Iterate through this list of min/max
values to create each point
("corner") of a "bounding box"
around the object. The result
should be a box that always contains
the object regardless of axis
examined or orientation (no point on
the polygon will ever exceed the
maximum or minimums you collect).
Then get the distance of each "2d
polygon" point to each corner
location on the "bounding box"; the
shorter the distance between points,
the "closer" it is to that "corner".
Far from optimal, certainly crummy, but certainly quick. You could probably post-capture this during the object's rotation, by simply looking for the min/max of each rotated x/y/z value, and retaining a list of those values ahead of time.
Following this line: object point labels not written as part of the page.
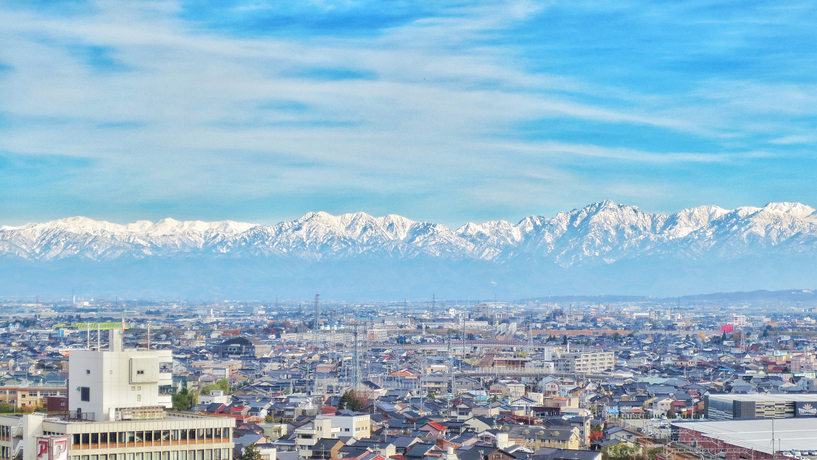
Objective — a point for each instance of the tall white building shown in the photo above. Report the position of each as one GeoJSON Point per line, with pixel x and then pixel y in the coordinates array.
{"type": "Point", "coordinates": [584, 362]}
{"type": "Point", "coordinates": [118, 405]}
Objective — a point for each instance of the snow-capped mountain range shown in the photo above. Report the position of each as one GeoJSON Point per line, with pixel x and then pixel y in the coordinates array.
{"type": "Point", "coordinates": [601, 233]}
{"type": "Point", "coordinates": [601, 248]}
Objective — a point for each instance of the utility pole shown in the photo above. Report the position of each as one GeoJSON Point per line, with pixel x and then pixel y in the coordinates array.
{"type": "Point", "coordinates": [356, 358]}
{"type": "Point", "coordinates": [315, 324]}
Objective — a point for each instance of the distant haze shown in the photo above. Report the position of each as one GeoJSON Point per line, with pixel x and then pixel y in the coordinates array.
{"type": "Point", "coordinates": [603, 248]}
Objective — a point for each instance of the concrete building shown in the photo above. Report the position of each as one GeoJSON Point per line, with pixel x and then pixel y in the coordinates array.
{"type": "Point", "coordinates": [584, 362]}
{"type": "Point", "coordinates": [748, 406]}
{"type": "Point", "coordinates": [29, 397]}
{"type": "Point", "coordinates": [358, 426]}
{"type": "Point", "coordinates": [747, 439]}
{"type": "Point", "coordinates": [308, 435]}
{"type": "Point", "coordinates": [243, 346]}
{"type": "Point", "coordinates": [117, 413]}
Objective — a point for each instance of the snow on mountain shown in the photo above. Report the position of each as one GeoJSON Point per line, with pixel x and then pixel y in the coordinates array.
{"type": "Point", "coordinates": [598, 234]}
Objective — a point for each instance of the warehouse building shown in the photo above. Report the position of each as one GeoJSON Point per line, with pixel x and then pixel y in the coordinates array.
{"type": "Point", "coordinates": [742, 406]}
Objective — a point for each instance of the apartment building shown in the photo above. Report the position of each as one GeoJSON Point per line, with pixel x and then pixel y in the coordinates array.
{"type": "Point", "coordinates": [25, 397]}
{"type": "Point", "coordinates": [584, 362]}
{"type": "Point", "coordinates": [118, 405]}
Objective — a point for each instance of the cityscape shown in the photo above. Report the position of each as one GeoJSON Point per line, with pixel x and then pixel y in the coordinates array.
{"type": "Point", "coordinates": [579, 378]}
{"type": "Point", "coordinates": [408, 230]}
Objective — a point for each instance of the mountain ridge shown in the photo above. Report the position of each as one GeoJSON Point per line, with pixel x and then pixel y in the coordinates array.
{"type": "Point", "coordinates": [601, 248]}
{"type": "Point", "coordinates": [602, 232]}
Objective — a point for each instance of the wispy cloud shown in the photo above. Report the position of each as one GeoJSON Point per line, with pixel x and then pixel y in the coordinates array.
{"type": "Point", "coordinates": [412, 107]}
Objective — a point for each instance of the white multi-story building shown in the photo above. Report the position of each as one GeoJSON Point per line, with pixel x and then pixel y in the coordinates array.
{"type": "Point", "coordinates": [117, 412]}
{"type": "Point", "coordinates": [358, 426]}
{"type": "Point", "coordinates": [584, 362]}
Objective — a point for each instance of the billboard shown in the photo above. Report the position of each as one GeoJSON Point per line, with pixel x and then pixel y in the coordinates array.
{"type": "Point", "coordinates": [805, 409]}
{"type": "Point", "coordinates": [52, 447]}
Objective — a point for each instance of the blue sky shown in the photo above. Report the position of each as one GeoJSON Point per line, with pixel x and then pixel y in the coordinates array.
{"type": "Point", "coordinates": [445, 111]}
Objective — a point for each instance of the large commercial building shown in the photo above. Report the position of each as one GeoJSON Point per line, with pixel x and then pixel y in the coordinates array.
{"type": "Point", "coordinates": [584, 362]}
{"type": "Point", "coordinates": [756, 439]}
{"type": "Point", "coordinates": [738, 406]}
{"type": "Point", "coordinates": [118, 400]}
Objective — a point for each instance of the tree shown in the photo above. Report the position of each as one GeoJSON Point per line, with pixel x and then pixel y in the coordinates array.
{"type": "Point", "coordinates": [352, 401]}
{"type": "Point", "coordinates": [250, 452]}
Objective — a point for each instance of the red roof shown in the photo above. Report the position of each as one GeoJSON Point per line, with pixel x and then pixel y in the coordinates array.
{"type": "Point", "coordinates": [437, 426]}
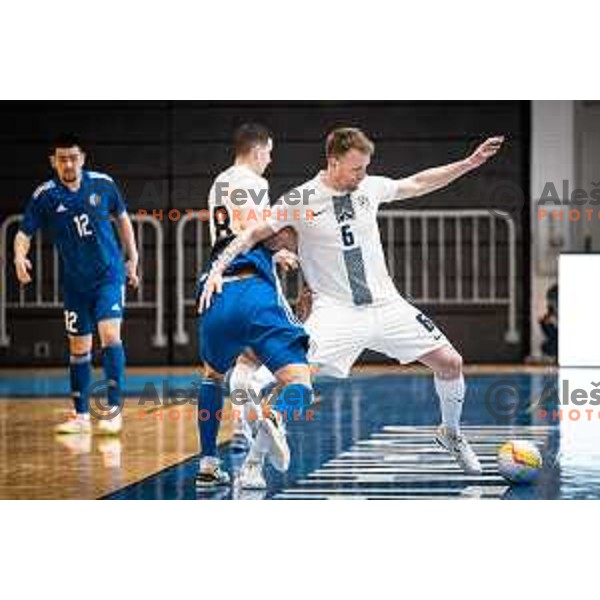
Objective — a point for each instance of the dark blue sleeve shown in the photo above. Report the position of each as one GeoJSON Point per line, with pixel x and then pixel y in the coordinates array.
{"type": "Point", "coordinates": [118, 206]}
{"type": "Point", "coordinates": [33, 218]}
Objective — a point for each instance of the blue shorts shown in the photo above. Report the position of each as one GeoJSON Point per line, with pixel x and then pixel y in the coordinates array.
{"type": "Point", "coordinates": [250, 313]}
{"type": "Point", "coordinates": [83, 310]}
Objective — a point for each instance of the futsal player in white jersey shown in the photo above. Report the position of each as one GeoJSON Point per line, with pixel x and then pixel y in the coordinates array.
{"type": "Point", "coordinates": [355, 303]}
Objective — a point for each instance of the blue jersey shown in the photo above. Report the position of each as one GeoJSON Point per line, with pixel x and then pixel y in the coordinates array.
{"type": "Point", "coordinates": [259, 257]}
{"type": "Point", "coordinates": [80, 224]}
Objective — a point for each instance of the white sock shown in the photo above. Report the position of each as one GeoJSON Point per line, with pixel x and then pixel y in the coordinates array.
{"type": "Point", "coordinates": [451, 393]}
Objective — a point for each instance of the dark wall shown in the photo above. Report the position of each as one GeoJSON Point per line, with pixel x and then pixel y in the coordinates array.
{"type": "Point", "coordinates": [165, 154]}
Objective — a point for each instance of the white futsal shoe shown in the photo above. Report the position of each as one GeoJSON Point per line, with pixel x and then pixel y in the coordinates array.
{"type": "Point", "coordinates": [111, 426]}
{"type": "Point", "coordinates": [271, 434]}
{"type": "Point", "coordinates": [457, 445]}
{"type": "Point", "coordinates": [75, 424]}
{"type": "Point", "coordinates": [242, 436]}
{"type": "Point", "coordinates": [251, 476]}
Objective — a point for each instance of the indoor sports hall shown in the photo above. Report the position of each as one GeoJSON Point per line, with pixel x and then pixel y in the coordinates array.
{"type": "Point", "coordinates": [479, 257]}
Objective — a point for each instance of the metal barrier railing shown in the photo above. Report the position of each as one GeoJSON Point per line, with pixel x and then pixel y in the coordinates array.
{"type": "Point", "coordinates": [44, 298]}
{"type": "Point", "coordinates": [439, 283]}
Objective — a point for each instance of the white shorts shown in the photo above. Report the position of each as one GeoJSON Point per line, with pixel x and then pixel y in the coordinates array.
{"type": "Point", "coordinates": [339, 333]}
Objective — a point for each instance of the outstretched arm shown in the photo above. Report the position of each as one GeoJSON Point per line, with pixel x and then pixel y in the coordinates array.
{"type": "Point", "coordinates": [244, 241]}
{"type": "Point", "coordinates": [22, 263]}
{"type": "Point", "coordinates": [433, 179]}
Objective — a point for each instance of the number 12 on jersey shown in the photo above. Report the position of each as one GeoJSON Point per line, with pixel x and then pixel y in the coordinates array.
{"type": "Point", "coordinates": [81, 222]}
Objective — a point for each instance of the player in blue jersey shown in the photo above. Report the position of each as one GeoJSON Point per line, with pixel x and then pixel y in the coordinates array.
{"type": "Point", "coordinates": [77, 208]}
{"type": "Point", "coordinates": [251, 317]}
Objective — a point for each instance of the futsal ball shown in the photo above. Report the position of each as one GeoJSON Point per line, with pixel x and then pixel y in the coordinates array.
{"type": "Point", "coordinates": [519, 461]}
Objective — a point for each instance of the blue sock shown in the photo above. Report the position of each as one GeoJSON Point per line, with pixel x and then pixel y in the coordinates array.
{"type": "Point", "coordinates": [294, 397]}
{"type": "Point", "coordinates": [210, 400]}
{"type": "Point", "coordinates": [113, 359]}
{"type": "Point", "coordinates": [80, 368]}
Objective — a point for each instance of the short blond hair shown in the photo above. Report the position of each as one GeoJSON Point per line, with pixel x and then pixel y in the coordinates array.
{"type": "Point", "coordinates": [341, 140]}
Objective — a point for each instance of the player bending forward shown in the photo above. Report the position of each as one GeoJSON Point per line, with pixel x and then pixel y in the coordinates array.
{"type": "Point", "coordinates": [76, 207]}
{"type": "Point", "coordinates": [355, 303]}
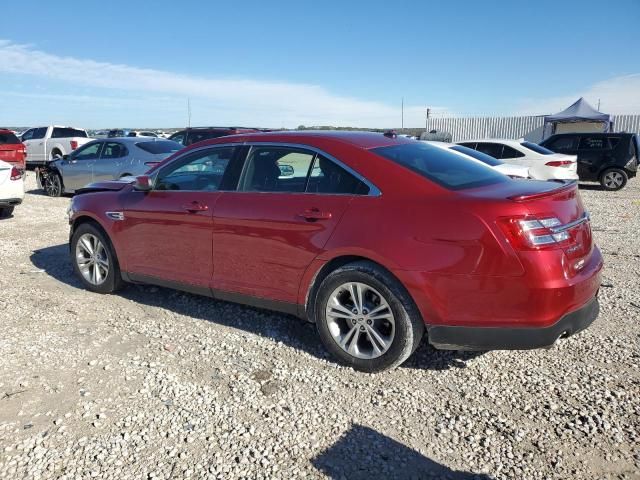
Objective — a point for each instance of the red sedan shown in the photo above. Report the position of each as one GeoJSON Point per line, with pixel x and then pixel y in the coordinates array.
{"type": "Point", "coordinates": [376, 239]}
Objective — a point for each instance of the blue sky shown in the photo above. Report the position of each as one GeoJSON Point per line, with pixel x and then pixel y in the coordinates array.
{"type": "Point", "coordinates": [102, 64]}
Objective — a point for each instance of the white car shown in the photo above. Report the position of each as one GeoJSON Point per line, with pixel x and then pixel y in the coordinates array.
{"type": "Point", "coordinates": [543, 163]}
{"type": "Point", "coordinates": [11, 188]}
{"type": "Point", "coordinates": [513, 171]}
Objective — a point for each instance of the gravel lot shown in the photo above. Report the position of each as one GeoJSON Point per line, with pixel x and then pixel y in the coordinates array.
{"type": "Point", "coordinates": [153, 383]}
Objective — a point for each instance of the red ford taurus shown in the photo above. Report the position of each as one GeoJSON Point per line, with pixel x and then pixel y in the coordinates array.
{"type": "Point", "coordinates": [376, 239]}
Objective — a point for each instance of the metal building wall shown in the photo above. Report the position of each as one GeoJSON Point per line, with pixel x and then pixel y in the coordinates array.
{"type": "Point", "coordinates": [510, 127]}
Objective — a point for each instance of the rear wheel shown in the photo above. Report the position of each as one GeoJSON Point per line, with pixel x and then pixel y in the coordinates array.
{"type": "Point", "coordinates": [52, 184]}
{"type": "Point", "coordinates": [94, 260]}
{"type": "Point", "coordinates": [613, 179]}
{"type": "Point", "coordinates": [6, 212]}
{"type": "Point", "coordinates": [366, 319]}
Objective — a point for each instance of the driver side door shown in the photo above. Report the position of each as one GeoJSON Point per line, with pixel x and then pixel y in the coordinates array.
{"type": "Point", "coordinates": [168, 231]}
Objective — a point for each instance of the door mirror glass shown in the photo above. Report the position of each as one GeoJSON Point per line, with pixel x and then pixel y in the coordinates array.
{"type": "Point", "coordinates": [142, 183]}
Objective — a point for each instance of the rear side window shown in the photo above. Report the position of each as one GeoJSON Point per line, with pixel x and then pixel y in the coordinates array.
{"type": "Point", "coordinates": [445, 168]}
{"type": "Point", "coordinates": [8, 138]}
{"type": "Point", "coordinates": [493, 149]}
{"type": "Point", "coordinates": [483, 157]}
{"type": "Point", "coordinates": [38, 133]}
{"type": "Point", "coordinates": [564, 144]}
{"type": "Point", "coordinates": [593, 143]}
{"type": "Point", "coordinates": [161, 146]}
{"type": "Point", "coordinates": [537, 148]}
{"type": "Point", "coordinates": [508, 152]}
{"type": "Point", "coordinates": [67, 133]}
{"type": "Point", "coordinates": [330, 178]}
{"type": "Point", "coordinates": [276, 169]}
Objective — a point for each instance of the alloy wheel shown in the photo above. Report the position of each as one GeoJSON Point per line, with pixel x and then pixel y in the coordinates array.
{"type": "Point", "coordinates": [360, 320]}
{"type": "Point", "coordinates": [92, 259]}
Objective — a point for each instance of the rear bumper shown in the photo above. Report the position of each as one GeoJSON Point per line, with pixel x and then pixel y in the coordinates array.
{"type": "Point", "coordinates": [505, 338]}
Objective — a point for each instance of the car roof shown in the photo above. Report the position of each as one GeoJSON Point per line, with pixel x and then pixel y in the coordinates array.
{"type": "Point", "coordinates": [366, 140]}
{"type": "Point", "coordinates": [504, 141]}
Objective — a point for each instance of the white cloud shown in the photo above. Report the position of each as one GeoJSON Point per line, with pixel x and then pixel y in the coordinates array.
{"type": "Point", "coordinates": [618, 95]}
{"type": "Point", "coordinates": [233, 100]}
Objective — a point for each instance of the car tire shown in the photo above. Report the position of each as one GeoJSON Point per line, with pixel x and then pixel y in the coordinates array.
{"type": "Point", "coordinates": [52, 184]}
{"type": "Point", "coordinates": [383, 329]}
{"type": "Point", "coordinates": [613, 179]}
{"type": "Point", "coordinates": [91, 249]}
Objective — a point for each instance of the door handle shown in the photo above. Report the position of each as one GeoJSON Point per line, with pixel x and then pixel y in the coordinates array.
{"type": "Point", "coordinates": [313, 214]}
{"type": "Point", "coordinates": [195, 207]}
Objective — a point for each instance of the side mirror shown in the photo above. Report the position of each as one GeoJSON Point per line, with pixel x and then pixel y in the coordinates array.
{"type": "Point", "coordinates": [142, 183]}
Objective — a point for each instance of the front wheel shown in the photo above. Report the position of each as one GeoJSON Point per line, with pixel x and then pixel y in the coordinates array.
{"type": "Point", "coordinates": [613, 179]}
{"type": "Point", "coordinates": [51, 183]}
{"type": "Point", "coordinates": [366, 319]}
{"type": "Point", "coordinates": [94, 260]}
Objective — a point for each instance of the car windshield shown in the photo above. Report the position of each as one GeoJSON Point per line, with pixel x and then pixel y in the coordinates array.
{"type": "Point", "coordinates": [445, 168]}
{"type": "Point", "coordinates": [483, 157]}
{"type": "Point", "coordinates": [162, 146]}
{"type": "Point", "coordinates": [537, 148]}
{"type": "Point", "coordinates": [8, 138]}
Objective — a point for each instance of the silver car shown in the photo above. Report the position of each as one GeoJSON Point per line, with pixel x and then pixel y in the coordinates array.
{"type": "Point", "coordinates": [104, 159]}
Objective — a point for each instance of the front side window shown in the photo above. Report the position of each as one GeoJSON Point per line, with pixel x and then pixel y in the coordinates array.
{"type": "Point", "coordinates": [564, 144]}
{"type": "Point", "coordinates": [200, 171]}
{"type": "Point", "coordinates": [59, 132]}
{"type": "Point", "coordinates": [88, 152]}
{"type": "Point", "coordinates": [447, 169]}
{"type": "Point", "coordinates": [330, 178]}
{"type": "Point", "coordinates": [508, 152]}
{"type": "Point", "coordinates": [113, 150]}
{"type": "Point", "coordinates": [276, 169]}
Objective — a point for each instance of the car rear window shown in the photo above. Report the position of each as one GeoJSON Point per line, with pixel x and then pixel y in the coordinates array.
{"type": "Point", "coordinates": [162, 146]}
{"type": "Point", "coordinates": [8, 138]}
{"type": "Point", "coordinates": [67, 133]}
{"type": "Point", "coordinates": [483, 157]}
{"type": "Point", "coordinates": [537, 148]}
{"type": "Point", "coordinates": [445, 168]}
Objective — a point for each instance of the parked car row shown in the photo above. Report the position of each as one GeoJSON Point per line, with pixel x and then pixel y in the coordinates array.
{"type": "Point", "coordinates": [375, 238]}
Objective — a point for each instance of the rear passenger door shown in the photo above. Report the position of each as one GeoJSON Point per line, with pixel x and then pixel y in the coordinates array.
{"type": "Point", "coordinates": [288, 202]}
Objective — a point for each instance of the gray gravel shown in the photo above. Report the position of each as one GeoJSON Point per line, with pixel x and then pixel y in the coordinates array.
{"type": "Point", "coordinates": [153, 383]}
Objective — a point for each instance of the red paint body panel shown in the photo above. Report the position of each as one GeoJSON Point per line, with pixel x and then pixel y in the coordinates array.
{"type": "Point", "coordinates": [446, 247]}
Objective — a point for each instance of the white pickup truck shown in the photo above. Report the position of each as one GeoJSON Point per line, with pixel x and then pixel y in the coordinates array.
{"type": "Point", "coordinates": [44, 144]}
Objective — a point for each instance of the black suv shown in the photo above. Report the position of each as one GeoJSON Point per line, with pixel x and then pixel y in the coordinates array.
{"type": "Point", "coordinates": [609, 158]}
{"type": "Point", "coordinates": [197, 134]}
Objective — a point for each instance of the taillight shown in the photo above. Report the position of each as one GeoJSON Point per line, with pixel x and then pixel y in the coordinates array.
{"type": "Point", "coordinates": [532, 233]}
{"type": "Point", "coordinates": [16, 174]}
{"type": "Point", "coordinates": [559, 163]}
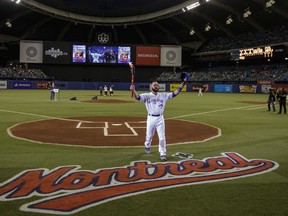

If you can assume that there is some constraints regarding the shapes, then you might be able to get away with knowing less information. For example, if your shape was the composition of a small square with a long thin triangle on one side (i.e. a simple symmetrical geometry), then you could compare the distance from each list point to the "center of mass." The largest distance would identify the tip of the cone, the second largest would be the two points farthest from the tip of the cone, etc... If there was some order to the list, like points are entered in counter clockwise order (about the normal), you could identify all the points. This sounds like a bit of computation, so it might be reasonable to try to include some extra info with your shapes, like the "center of mass" and a reference point that is located "up" above the COM (but not along the normal). This will give you an "up" vector that you can cross with the normal to define some body coordinates, for example. Also, the normal can be defined by an ordering of the point list. If you can't assume anything about the shapes (or even if the shapes were symmetrical, for example), then you will need more data. It depends on your constraints.
If you know that the polygon in 3D is "flat" you can use the normal to transform all 3D-points of the vertices to a 2D-representation (of the points with respect to the plan in which the polygon is located) - but this still leaves you with defining the origin of this coordinate-system (but this don't really matter for your problem) and with the orientation of at least one of the axes (if you want orthogonal axes you can still rotate them around your choosen origin) - and this is where the trouble starts.
I would recommend using the Y-axis of your 3D-coordinate system, project this on your plane and use the resulting direction as "up" - but then you are in trouble in case your plan is orthogonal to the Y-axis (now you might want to use the projected Z-Axis as "up").
The math is rather simple (you can use the inner product (a.k.a. scalar product) for projection to your plane and some matrix stuff to convert to the 2D-coordinate system - you can get all of it by googling for raytracer algorithms for polygons.